Yap, that's the preprocessing we do. It is basically the preprocessing step as described in the EAGER paper EAGER: efficient ancient genome reconstruction. Reads are only merged if the overlapping bases show a quality score of a certain threshold. Otherwise if the overlap is not long enough or the bases are of bad quality there is no merging. In terms of contamination we try to deal with it on the bioinformatic level but it is not that easy. I myself tried some different tools but due to the nature of ancient DNA most of them wont work properly. Most of the time its just carefully align and afterwards inspect the alignments.
I'll try out GRIDSS now. Thank you for your suggestion :)
Is GRIDSS publicly available? Because I can't find it with google.
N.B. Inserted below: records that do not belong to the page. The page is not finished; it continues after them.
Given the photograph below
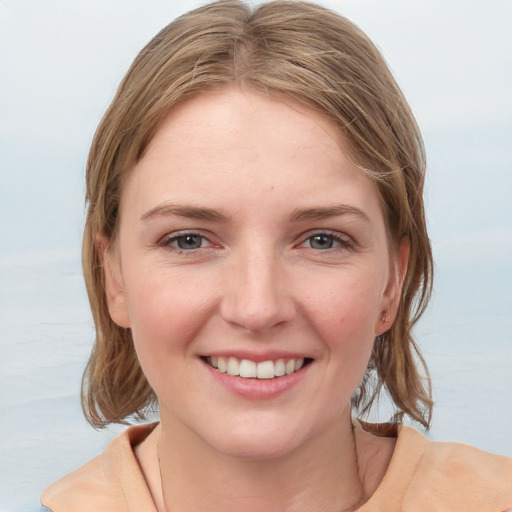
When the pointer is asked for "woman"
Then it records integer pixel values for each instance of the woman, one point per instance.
(256, 255)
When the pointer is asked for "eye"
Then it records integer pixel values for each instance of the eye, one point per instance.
(321, 241)
(185, 242)
(325, 241)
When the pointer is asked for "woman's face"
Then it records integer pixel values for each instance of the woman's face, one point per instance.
(250, 247)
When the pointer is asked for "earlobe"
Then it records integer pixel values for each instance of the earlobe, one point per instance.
(114, 286)
(393, 293)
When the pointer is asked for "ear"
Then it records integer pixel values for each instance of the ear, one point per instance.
(114, 287)
(393, 292)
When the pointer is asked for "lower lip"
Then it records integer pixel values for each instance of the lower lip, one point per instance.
(258, 389)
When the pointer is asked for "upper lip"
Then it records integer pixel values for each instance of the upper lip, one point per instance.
(257, 357)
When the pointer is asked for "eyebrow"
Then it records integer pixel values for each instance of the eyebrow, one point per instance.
(191, 212)
(327, 212)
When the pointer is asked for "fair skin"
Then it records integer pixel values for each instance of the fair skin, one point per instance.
(247, 238)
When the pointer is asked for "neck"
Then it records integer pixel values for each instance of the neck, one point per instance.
(322, 474)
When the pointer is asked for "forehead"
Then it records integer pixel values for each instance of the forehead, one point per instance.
(230, 143)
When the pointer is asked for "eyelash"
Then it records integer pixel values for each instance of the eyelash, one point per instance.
(168, 241)
(342, 242)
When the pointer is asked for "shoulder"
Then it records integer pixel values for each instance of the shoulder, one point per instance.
(429, 476)
(111, 482)
(453, 476)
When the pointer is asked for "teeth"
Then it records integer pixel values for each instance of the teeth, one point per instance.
(266, 370)
(250, 369)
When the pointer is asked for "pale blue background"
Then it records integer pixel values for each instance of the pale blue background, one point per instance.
(60, 62)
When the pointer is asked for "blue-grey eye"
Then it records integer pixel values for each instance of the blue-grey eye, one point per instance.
(189, 242)
(322, 241)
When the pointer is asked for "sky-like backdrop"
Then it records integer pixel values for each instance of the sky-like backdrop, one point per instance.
(60, 64)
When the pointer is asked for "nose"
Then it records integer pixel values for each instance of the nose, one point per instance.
(256, 296)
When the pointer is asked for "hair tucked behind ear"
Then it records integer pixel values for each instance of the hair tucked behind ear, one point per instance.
(285, 49)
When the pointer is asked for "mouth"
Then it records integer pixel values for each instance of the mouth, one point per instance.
(264, 370)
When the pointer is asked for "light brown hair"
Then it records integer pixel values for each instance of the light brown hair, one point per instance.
(302, 51)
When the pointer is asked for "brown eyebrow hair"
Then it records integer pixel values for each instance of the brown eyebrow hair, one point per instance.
(327, 212)
(192, 212)
(297, 215)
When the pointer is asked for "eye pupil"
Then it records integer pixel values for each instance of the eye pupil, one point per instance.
(189, 242)
(322, 242)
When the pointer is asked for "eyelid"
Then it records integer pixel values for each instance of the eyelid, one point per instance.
(344, 240)
(168, 238)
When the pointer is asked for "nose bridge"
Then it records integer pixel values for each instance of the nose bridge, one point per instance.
(256, 297)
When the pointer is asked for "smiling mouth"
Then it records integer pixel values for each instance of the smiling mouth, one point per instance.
(248, 369)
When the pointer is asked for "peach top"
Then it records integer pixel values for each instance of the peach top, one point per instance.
(423, 476)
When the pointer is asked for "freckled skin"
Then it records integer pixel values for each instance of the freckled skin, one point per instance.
(256, 283)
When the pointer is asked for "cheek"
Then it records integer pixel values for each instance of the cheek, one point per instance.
(346, 310)
(165, 314)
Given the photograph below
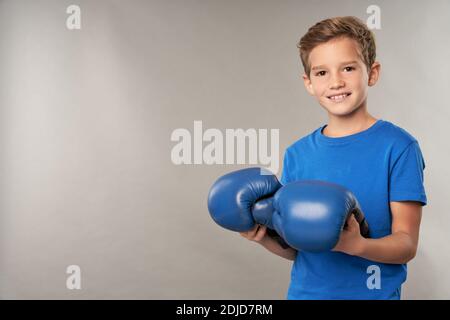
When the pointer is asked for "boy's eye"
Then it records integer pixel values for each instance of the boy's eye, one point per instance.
(349, 68)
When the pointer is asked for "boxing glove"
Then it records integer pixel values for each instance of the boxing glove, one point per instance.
(310, 215)
(240, 199)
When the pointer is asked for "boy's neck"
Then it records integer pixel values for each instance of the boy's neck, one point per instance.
(352, 124)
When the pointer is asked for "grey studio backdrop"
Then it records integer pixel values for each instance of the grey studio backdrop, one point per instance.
(86, 118)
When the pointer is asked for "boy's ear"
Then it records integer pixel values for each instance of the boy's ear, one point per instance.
(308, 84)
(374, 73)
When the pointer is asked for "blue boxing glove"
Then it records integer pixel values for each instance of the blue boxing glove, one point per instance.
(310, 215)
(240, 199)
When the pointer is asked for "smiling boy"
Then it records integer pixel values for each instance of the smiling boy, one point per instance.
(379, 162)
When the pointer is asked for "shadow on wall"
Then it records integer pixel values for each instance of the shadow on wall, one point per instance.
(422, 279)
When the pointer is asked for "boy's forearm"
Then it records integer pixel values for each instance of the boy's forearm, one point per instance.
(397, 248)
(273, 246)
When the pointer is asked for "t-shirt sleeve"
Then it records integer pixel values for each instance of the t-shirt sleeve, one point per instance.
(406, 177)
(285, 178)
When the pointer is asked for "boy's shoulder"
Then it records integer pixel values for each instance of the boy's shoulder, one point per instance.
(389, 132)
(396, 135)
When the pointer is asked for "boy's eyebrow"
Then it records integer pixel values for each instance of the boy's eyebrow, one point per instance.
(323, 66)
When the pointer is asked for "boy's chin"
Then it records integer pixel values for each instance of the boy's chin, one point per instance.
(340, 111)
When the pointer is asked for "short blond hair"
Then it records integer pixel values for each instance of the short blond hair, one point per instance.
(337, 27)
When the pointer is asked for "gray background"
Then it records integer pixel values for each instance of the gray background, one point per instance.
(85, 124)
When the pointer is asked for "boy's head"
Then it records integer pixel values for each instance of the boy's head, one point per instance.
(338, 57)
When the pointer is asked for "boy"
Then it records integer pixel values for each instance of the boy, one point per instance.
(379, 162)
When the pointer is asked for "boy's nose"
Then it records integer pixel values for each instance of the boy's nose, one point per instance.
(336, 83)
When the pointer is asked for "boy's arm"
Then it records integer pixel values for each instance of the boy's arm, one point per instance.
(259, 235)
(398, 247)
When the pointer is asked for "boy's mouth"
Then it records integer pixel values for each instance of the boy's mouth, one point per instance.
(339, 97)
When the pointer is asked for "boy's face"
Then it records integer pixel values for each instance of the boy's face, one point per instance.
(339, 78)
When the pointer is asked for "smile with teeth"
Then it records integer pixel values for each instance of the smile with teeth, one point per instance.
(339, 97)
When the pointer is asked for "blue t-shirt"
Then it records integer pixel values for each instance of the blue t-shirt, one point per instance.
(379, 165)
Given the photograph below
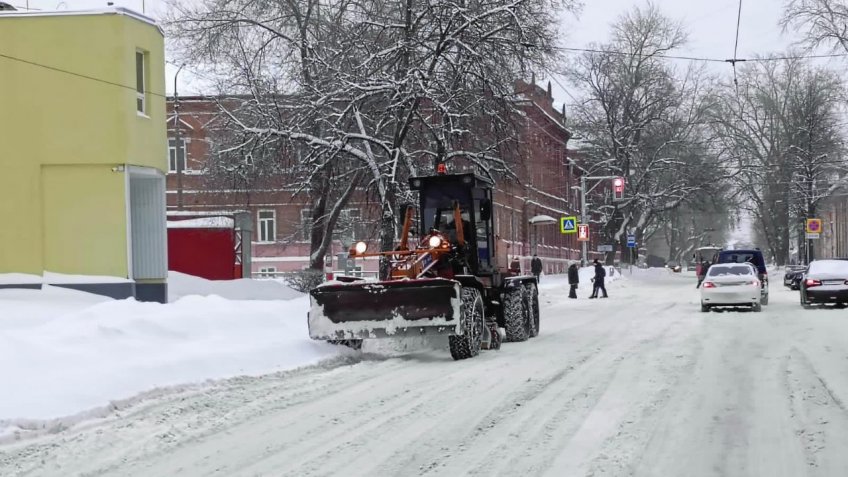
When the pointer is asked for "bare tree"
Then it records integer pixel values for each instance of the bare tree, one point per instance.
(779, 132)
(644, 120)
(374, 89)
(823, 22)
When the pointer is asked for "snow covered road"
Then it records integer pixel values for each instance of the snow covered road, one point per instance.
(639, 384)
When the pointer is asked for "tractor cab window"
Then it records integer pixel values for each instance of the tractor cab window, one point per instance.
(444, 222)
(438, 202)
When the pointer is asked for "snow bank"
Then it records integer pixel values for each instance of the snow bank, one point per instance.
(181, 285)
(63, 352)
(19, 279)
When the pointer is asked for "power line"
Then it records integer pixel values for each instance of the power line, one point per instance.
(78, 75)
(702, 59)
(736, 47)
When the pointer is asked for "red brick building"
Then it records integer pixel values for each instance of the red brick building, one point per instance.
(545, 177)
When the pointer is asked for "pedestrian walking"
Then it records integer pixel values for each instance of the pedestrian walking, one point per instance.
(598, 281)
(573, 280)
(536, 267)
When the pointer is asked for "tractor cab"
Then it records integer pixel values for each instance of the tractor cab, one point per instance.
(439, 196)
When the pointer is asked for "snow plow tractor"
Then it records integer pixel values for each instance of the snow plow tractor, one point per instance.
(452, 280)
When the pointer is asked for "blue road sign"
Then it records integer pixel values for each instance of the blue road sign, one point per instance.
(568, 225)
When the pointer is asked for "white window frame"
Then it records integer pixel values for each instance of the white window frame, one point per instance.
(306, 218)
(268, 272)
(357, 217)
(261, 231)
(142, 94)
(186, 142)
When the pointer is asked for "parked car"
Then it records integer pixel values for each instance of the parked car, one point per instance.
(826, 281)
(731, 285)
(792, 275)
(755, 258)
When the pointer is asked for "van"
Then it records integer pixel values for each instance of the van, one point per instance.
(755, 258)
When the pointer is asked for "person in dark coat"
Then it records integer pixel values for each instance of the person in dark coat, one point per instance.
(536, 266)
(573, 280)
(600, 273)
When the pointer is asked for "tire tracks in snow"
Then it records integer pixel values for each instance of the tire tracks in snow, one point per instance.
(820, 416)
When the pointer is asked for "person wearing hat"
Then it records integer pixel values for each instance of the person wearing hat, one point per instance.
(573, 280)
(598, 281)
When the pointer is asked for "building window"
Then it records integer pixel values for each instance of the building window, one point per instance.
(348, 225)
(140, 75)
(173, 161)
(306, 223)
(268, 272)
(267, 225)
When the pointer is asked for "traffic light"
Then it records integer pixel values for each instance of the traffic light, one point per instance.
(618, 189)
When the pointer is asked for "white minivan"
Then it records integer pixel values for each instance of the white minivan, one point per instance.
(731, 285)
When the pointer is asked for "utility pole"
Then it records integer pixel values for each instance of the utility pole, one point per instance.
(178, 143)
(584, 219)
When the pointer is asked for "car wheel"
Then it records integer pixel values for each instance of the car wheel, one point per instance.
(804, 302)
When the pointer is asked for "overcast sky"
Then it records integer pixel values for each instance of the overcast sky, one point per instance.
(711, 25)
https://github.com/PapenfussLab/gridss
Thank you, I downloaded it and tried to get it working but encountered the following error:
ERROR 2016-10-26 12:11:38 IdsvSamFileMetrics No pair-end insert size metrics found in ./G507_UDG.combined_rmdup.sorted.idsv.working/G507_UDG.combined_rmdup.sorted.idsv.metrics.insertsize.txt. ERROR 2016-10-26 12:11:38 InsertSizeDistribution Unable to extract insert size distribution from ./G507_UDG.combined_rmdup.sorted.idsv.working/G507_UDG.combined_rmdup.sorted.idsv.metrics.insertsize.txt ERROR 2016-10-26 12:11:38 Idsv gridss currently supports only FR read pair orientation. If usage with other read pair orientations is required, please raise an enchancement request at https://github.com/PapenfussLab/gridss/issues [Wed Oct 26 12:11:38 CEST 2016] au.edu.wehi.idsv.Idsv done. Elapsed time: 2.45 minutes.
So the program is not running without a defined insert size?
Single-end sequencing should be fine (there's just not much of a signal), but it doesn't support mate pair libraries as the read pair logic (currently) assumes standard FR (forward-reverse) illumina paired-end sequencing read orientation. It's possible that the orientation is being inferred as RF due to untrimmed overlapping reads, or it's an erroneous error and I need to add additional test coverage for single-end libraries. If you could raise an issue at the link given in the error message and attach the G507_UDG.combined_rmdup.sorted.idsv.metrics.insertsize.txt file I can look into why it's decided that your library isn't in the expected orientation.